A critical vulnerability in Ubuntu’s Linux kernel has been disclosed that allows local attackers to escalate privileges and potentially obtain root access on vulnerable systems.

Revealed at TyphoonPWN 2025, the flaw is caused by a reference count imbalance in the af_unix subsystem and results in a use-after-free (UAF) condition; researchers demonstrated the issue with a complete proof-of-concept exploit.

The bug affects Ubuntu 24.04.2 running the 6.8.0-60-generic kernel, underscoring persistent challenges around backporting and patch consistency in distro kernels. The underlying problem stems from Ubuntu’s partial application of upstream kernel fixes for af_unix reference-counting errors — specifically, Ubuntu applied changes to af_unix.c but did not update garbage.c correspondingly.

af_unix domain sockets provide inter-process communication and include mechanisms for sending file descriptors between processes. Upstream kernel work replaced the old circular-reference garbage collection with a new approach and altered how out-of-band (OOB) socket buffer (skb) references are managed. In upstream patches, the skb_get() call was removed from queue_oob in af_unix.c to prevent unnecessary increments to u->oob_skb, and corresponding garbage-collection logic was adjusted to match. Ubuntu’s kernel retained the legacy garbage collector while only applying the af_unix.c edit, creating a mismatch: oob_skb can be allocated with a single reference but then decremented twice — once by kfree_skb in unix_gc and again by unix_release_sock during socket teardown — producing a UAF on the 256-byte sk_buff object allocated from skbuff_head_cache.

SSD Disclosure observed that while either function could free the object, practical exploitation reliably sees unix_gc free the skb followed by a use in unix_release_sock.

The exploit requires separating the free and later use to be reliable. The researchers achieved this by forcing garbage collection immediately after socket closure through a high unix_tot_inflight count (exceeding ~16,000) during a subsequent sendmsg, which triggers wait_for_unix_gc. To maintain the timing window before unix_release_sock executes as a TWA_RESUME work item, the exploit intentionally pauses kernel execution via a FUSE-backed mmap buffer inside skb_copy_datagram_from_iter, making a kernel thread sleep for several seconds using a custom FUSE_read handler.

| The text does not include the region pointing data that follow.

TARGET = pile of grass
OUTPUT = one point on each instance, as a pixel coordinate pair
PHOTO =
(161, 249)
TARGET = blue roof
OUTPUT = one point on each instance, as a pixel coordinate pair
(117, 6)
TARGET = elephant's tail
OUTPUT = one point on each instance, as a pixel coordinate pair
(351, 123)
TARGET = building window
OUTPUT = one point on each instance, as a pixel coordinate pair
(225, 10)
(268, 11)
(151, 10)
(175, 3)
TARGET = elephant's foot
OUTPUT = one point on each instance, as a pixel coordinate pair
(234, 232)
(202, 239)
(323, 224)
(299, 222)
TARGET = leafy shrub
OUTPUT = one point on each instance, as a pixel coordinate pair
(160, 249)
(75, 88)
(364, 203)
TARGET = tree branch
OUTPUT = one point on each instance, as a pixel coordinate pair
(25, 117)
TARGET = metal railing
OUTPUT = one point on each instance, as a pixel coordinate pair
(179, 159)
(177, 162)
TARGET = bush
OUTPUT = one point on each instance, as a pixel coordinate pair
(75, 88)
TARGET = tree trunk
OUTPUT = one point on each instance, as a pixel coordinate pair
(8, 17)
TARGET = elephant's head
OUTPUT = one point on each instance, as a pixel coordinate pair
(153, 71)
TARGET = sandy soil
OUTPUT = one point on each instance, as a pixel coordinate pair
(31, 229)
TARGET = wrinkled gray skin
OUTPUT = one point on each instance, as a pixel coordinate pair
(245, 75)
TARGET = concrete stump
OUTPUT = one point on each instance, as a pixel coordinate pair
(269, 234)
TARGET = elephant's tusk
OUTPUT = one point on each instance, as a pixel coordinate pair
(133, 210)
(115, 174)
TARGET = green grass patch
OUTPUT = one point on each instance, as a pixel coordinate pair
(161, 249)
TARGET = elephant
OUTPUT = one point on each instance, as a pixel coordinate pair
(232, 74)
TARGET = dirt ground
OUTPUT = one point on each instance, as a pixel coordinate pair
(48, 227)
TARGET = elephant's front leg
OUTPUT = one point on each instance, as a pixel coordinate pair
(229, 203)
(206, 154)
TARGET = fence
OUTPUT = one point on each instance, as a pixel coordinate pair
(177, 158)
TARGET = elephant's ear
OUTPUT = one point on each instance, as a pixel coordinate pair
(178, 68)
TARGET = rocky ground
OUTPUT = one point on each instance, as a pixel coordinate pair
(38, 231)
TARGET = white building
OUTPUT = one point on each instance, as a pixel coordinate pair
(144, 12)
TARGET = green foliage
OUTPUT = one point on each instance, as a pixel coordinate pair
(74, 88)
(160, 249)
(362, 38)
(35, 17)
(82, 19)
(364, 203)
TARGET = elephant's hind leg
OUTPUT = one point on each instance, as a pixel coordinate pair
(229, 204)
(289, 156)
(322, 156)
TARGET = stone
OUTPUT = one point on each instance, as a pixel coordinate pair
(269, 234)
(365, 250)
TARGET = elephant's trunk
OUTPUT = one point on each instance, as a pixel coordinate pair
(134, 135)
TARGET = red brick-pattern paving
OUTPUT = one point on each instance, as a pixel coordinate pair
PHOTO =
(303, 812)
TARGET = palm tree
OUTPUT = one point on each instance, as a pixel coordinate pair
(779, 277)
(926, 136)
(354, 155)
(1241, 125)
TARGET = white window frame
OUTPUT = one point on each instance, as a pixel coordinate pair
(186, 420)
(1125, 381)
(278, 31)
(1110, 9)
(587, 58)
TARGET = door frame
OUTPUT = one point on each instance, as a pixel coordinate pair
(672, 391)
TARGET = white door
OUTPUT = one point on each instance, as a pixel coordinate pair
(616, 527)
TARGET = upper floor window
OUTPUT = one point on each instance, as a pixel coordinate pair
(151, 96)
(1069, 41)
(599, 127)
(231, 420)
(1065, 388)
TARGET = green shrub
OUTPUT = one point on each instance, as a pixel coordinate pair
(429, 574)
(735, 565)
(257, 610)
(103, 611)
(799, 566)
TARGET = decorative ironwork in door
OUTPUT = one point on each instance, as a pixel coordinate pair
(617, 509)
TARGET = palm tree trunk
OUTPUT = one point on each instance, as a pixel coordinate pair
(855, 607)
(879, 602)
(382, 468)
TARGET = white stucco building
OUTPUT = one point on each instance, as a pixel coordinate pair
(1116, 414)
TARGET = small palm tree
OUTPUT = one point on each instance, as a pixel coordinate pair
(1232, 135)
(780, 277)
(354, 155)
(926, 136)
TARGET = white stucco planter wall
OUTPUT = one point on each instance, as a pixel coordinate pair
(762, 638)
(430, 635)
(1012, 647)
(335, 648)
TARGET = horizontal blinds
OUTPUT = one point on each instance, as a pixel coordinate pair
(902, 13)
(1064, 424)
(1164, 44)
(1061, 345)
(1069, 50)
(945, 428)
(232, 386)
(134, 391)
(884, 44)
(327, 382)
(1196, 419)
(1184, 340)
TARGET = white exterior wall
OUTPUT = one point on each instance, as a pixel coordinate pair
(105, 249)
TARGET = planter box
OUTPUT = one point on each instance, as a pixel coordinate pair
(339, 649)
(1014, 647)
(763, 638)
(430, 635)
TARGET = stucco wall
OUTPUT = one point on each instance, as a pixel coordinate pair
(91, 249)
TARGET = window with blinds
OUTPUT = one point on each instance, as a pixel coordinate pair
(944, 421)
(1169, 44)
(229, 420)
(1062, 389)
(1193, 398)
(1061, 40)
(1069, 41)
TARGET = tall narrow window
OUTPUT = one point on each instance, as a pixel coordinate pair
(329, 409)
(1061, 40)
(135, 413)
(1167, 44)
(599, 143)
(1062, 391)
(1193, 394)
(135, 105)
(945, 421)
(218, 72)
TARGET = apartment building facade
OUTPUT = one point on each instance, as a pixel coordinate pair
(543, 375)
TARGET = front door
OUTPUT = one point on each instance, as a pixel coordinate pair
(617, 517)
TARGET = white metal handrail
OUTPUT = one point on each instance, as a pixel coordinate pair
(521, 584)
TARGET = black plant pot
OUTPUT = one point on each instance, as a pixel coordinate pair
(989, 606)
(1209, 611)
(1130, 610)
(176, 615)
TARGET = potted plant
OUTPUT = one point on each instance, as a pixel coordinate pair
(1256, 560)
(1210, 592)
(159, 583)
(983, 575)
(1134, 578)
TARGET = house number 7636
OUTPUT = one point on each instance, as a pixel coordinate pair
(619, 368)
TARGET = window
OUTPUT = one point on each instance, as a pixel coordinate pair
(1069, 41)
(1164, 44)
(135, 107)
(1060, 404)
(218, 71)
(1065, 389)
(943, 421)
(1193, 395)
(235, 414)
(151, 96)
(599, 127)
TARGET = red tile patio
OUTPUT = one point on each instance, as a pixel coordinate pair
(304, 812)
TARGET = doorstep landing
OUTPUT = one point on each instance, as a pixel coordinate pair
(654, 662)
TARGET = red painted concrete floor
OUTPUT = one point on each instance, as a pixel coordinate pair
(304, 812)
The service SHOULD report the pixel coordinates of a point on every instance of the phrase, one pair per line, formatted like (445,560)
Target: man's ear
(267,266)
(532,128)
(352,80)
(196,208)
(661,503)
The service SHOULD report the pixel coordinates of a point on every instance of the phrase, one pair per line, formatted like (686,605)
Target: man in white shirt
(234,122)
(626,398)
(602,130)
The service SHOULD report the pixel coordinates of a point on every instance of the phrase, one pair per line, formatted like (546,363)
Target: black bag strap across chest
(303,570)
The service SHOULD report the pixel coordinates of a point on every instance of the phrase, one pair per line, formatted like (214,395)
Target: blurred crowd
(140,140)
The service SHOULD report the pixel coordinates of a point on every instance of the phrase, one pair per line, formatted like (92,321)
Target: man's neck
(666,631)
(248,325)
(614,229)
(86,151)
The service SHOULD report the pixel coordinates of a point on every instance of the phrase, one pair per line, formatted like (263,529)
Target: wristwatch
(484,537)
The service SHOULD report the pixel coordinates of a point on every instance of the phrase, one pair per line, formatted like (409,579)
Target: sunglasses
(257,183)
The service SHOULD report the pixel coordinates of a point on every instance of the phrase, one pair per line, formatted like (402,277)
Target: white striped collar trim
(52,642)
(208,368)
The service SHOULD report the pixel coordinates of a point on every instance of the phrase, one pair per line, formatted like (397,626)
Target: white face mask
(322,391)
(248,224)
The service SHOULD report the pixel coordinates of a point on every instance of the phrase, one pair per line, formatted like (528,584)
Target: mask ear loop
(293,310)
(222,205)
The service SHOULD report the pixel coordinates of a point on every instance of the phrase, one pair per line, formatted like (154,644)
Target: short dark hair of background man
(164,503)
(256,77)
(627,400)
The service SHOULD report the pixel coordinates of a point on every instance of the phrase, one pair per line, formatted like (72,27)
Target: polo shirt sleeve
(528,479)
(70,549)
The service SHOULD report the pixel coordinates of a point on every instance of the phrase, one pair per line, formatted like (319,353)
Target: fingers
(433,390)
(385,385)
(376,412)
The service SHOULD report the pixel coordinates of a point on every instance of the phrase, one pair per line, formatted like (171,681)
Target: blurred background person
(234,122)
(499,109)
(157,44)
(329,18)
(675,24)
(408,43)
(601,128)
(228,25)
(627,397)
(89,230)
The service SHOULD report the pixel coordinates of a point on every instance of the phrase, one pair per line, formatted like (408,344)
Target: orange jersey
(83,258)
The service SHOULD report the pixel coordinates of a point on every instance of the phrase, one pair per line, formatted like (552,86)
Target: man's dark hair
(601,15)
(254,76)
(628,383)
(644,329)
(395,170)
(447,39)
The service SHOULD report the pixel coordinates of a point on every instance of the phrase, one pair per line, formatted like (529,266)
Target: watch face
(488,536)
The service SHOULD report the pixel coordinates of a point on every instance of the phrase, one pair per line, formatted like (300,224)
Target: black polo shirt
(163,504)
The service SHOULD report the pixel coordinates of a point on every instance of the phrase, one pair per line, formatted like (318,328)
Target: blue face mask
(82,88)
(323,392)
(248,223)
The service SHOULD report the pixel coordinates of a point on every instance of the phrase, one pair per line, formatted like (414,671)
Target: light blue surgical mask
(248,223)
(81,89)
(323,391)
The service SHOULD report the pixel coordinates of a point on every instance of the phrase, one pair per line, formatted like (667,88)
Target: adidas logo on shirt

A cross-cache technique was used to free and then reallocate the slab page with attacker-controlled pg_vec structures sprayed via packet sockets on the loopback interface. Overwriting the freed skb allowed control of its destructor in skb_release_head_state, enabling hijack of RIP and RDI registers. The exploit defeats KASLR using a prefetch side-channel variant of Entrybleed — applying statistical timing analysis on systems without KPTI — achieving a reliable kernel address leak. Final privilege escalation is achieved by building ROP chains that overwrite modprobe_path to point at “/tmp/x,” a script that, when invoked by usermodehelper, grants root access.

The PoC is a sophisticated C exploit that compiles along with helper utilities and FUSE components, demonstrating full escalation including KASLR disclosure, slab spraying, and payload execution. It earned first place in TyphoonPWN 2025’s Linux category and credited the researcher for deep kernel-internals analysis.

Mitigation

Canonical responded on September 18, 2025, releasing an updated kernel that incorporates the complete upstream fixes to restore balanced refcount handling across the affected files. Users running the vulnerable release should update immediately using apt (e.g., apt upgrade linux-generic) and confirm they are on kernel 6.8.0-61 or later.

This incident highlights the dangers of selective backporting in distribution kernels and reinforces the need for administrators to closely follow security advisories. Although there have been no reports of widespread exploitation, the public availability of a PoC raises the priority for patching in enterprise environments.